Eventually, however, Story unearthed a new passion, one that has blossomed into a beautiful talent: “I build dollhouses, and I think it’s a blast. I put the electric in them. I put Christmas trees in them. I build little furniture and rugs for them. I have two little boys and my husband, so that’s my girly thing.” And that’s not all. Story continued in this vein and also makes Derby hats and other sundry crafts. “Anything I can make with my hands brings me true joy. It doesn’t have to be huge and extravagant, it’s just what comes natural,” says Story, and as is the case with most doctors who attempt to live full lives beyond medicine, these natural gifts have only further enriched her time with her family, her knowledge of herself and the success of her practice.


160523_VoiceTribune_Doctors_ScottKuiper-4_webDr. Scott Kuiper - sports medicine & orthopaedic surgery

Sometimes the interest a doctor has is a direct correlation to his or her career, and sometimes, it’s the complete opposite. In the case of Dr. Scott Kuiper, orthopaedic surgeon and physician of sports medicine at Louisville Orthopaedic Clinic, it’s both.

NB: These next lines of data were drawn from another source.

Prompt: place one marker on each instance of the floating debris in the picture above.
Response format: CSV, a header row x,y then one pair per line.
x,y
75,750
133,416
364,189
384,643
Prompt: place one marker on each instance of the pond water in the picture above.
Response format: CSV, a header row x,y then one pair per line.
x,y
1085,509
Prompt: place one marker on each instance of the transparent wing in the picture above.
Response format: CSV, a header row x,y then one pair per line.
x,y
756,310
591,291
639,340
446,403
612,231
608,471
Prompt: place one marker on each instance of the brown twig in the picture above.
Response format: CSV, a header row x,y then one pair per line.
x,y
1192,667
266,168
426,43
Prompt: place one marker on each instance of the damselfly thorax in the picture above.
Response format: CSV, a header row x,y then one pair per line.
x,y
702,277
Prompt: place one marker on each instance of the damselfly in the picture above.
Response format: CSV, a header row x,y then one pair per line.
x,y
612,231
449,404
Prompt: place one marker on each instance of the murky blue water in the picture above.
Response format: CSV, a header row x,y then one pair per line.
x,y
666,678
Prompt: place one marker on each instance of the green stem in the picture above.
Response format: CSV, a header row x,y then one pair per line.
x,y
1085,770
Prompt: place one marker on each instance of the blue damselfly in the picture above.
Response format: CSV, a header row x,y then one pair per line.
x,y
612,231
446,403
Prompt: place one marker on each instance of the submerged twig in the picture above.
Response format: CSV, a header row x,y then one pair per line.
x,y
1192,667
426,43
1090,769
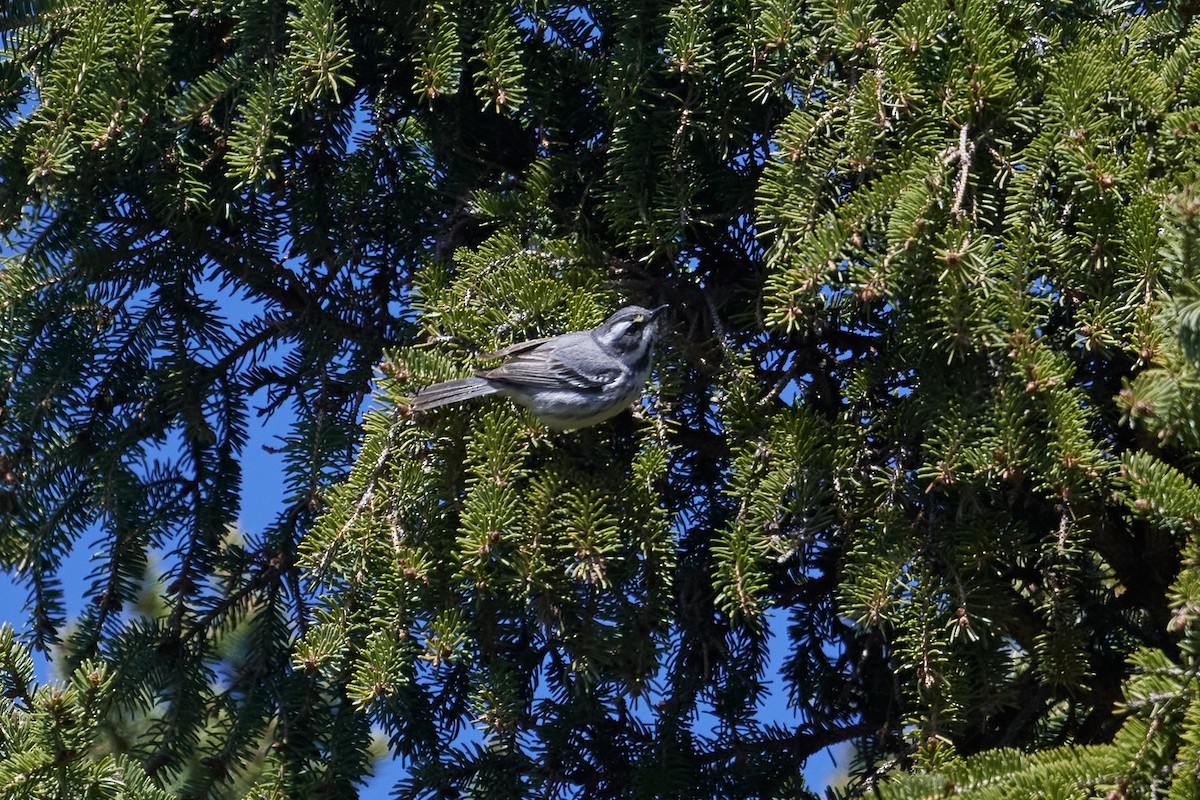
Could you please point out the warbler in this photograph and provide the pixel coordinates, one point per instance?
(573, 380)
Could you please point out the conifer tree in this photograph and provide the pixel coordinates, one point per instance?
(925, 417)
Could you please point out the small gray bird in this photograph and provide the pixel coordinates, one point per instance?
(570, 380)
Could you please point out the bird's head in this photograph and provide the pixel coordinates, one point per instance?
(630, 331)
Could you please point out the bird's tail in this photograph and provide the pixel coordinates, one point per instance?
(451, 391)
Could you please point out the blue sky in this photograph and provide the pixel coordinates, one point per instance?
(263, 491)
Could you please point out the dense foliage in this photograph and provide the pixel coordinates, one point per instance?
(927, 414)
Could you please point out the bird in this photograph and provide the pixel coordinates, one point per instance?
(573, 380)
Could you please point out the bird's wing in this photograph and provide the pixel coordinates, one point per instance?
(534, 364)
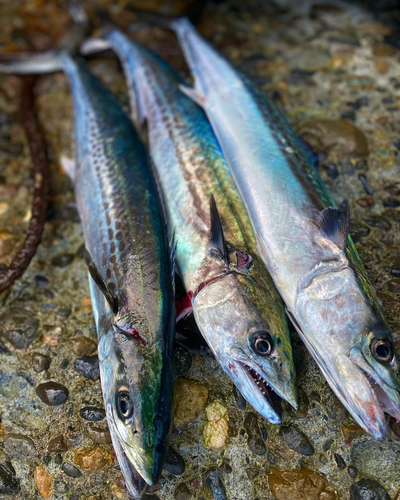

“I cycled in college and got away from my fitness routine as a married father of three kids. I became a spectator for a number of years and just worked. A number of years ago, I wanted to get back for health but also the demands of my job are very physical,” Kuiper admits. The doctor decided to make a change, however, and he returned to the seat of his bike, eventually joining a couple of teams to race that bike such as Texas Roadhouse Cycling.

“The cardiovascular benefits alone are tremendous,” attests Kuiper pragmatically. “It helps my energy level, my focus level, my endurance level for my work day. A big part of my life is just trying to stay healthy and maintain my weight. I’m always looking into ways to improve my nutrition.”

Kuiper also has another passion, one that utilized the other hemisphere of his brain: “I got interested in sports photography. It’s just another way to express your creative side and allows you to study things in ways that aren’t really a part of medicine. It’s great to take a break and see the world differently, to see things from another perspective.” Some of the greatest minds in history were able to see the individual merits of science and art, especially when coupled together, which is perhaps why Dr. Kuiper’s career has been and will continue to be so illustrious.